Kyd was just working the floor at the American Film Market in Santa Monica. It's an annual sales convention where screen arts projects can find connections to investors, distributors and audience platforms. Kyd said she had close to 40 meetings in seven days.

There are more options for getting shows in front of audiences than ever before in the history of film and television, she said, but it is also harder than ever to ensure your project gets the attention of that wider viewership.

"People say 'think outside the box' but I didn't even know there was a box when I got started," said Kyd, who is also a well-known B.C. musician. "I did it all out in the real world and had failures but then got in there doing projects that attracted professional input, that led to more learning on my part and better connections to people like Aaron and Sheree who look at projects in similar ways to how I see it happening, and now I'm talking on the phone with Sean Penn for half an hour at a time, and other surreal opportunities like that."

It is just a business, down at the core, and Kyd explained that it is often best to learn to do by doing, rather than spending a lot of money on schooling for what you could learn firsthand.

Kyd is also involved in the baseball film The Silent Natural which is in the final stages of post-production.
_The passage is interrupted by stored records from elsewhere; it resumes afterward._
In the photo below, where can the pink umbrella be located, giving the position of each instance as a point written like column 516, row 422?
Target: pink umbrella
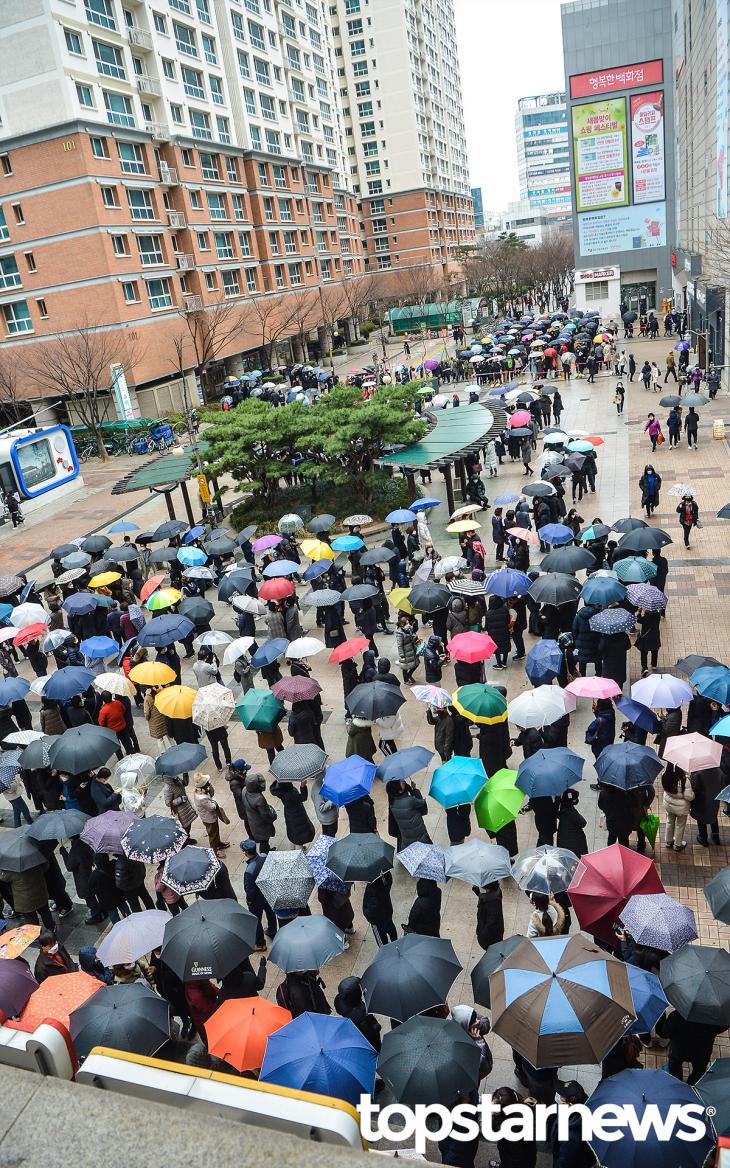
column 593, row 687
column 265, row 542
column 693, row 752
column 520, row 418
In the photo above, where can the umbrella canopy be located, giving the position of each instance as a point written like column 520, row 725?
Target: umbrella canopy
column 549, row 772
column 285, row 880
column 603, row 884
column 208, row 939
column 133, row 937
column 129, row 1017
column 627, row 765
column 429, row 1061
column 410, row 975
column 306, row 943
column 360, row 856
column 659, row 922
column 499, row 801
column 238, row 1030
column 561, row 1000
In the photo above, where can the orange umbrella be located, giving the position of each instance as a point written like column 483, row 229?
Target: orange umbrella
column 57, row 996
column 238, row 1030
column 16, row 940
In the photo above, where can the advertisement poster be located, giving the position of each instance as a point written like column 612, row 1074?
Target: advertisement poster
column 647, row 146
column 599, row 147
column 623, row 229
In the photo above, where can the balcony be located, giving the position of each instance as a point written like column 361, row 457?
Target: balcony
column 140, row 39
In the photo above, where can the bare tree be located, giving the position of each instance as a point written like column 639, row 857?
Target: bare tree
column 77, row 366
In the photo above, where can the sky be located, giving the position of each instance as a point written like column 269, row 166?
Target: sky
column 508, row 49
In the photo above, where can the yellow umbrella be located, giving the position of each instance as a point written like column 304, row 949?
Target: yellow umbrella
column 317, row 549
column 398, row 598
column 176, row 701
column 104, row 579
column 152, row 673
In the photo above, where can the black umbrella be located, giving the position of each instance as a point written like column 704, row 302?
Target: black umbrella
column 645, row 539
column 208, row 939
column 567, row 560
column 180, row 759
column 409, row 975
column 429, row 597
column 82, row 748
column 489, row 964
column 555, row 588
column 429, row 1061
column 19, row 853
column 123, row 1017
column 374, row 700
column 696, row 980
column 58, row 825
column 361, row 855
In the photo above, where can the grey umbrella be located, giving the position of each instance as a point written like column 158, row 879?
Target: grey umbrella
column 304, row 760
column 306, row 943
column 429, row 1061
column 410, row 975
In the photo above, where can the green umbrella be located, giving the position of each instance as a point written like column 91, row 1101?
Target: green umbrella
column 258, row 709
column 499, row 801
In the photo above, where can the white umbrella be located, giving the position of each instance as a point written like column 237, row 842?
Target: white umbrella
column 213, row 707
column 303, row 647
column 237, row 648
column 115, row 683
column 540, row 707
column 29, row 614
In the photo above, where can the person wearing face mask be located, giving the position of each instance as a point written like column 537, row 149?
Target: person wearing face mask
column 54, row 958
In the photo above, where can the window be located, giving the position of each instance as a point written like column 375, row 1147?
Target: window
column 99, row 12
column 159, row 292
column 109, row 60
column 231, row 285
column 73, row 42
column 150, row 250
column 131, row 158
column 16, row 318
column 140, row 203
column 9, row 276
column 118, row 109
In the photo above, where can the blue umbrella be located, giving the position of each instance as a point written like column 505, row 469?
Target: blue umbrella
column 269, row 652
column 638, row 1090
column 13, row 689
column 81, row 604
column 67, row 682
column 508, row 582
column 162, row 631
column 404, row 763
column 556, row 533
column 96, row 648
column 603, row 590
column 325, row 1055
column 347, row 780
column 543, row 662
column 627, row 765
column 638, row 714
column 549, row 772
column 458, row 781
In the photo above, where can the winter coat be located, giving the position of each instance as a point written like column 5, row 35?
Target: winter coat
column 299, row 827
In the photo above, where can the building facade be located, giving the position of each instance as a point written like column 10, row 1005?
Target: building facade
column 618, row 62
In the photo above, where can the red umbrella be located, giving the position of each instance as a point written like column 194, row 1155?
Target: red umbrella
column 471, row 647
column 348, row 649
column 604, row 882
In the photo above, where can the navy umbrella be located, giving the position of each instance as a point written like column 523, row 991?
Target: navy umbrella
column 549, row 772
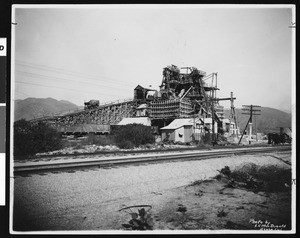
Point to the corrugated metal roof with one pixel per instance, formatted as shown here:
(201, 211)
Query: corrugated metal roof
(177, 123)
(138, 120)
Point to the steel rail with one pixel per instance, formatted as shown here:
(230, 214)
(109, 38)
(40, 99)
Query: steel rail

It's the dramatization of real-life baseball legend William "Dummy" Hoy who played for between 1888 and 1902 for teams like the Washington Nationals, Chicago White Sox and Cincinnati Reds, all the while being deaf. He was a star player who innovated the sport and Kyd said the movie should be ready for international audiences sometime this spring.

Wilson was also involved in that production.

Sugar Skull is, according to Variety Magazine, involved in five films and another five television projects.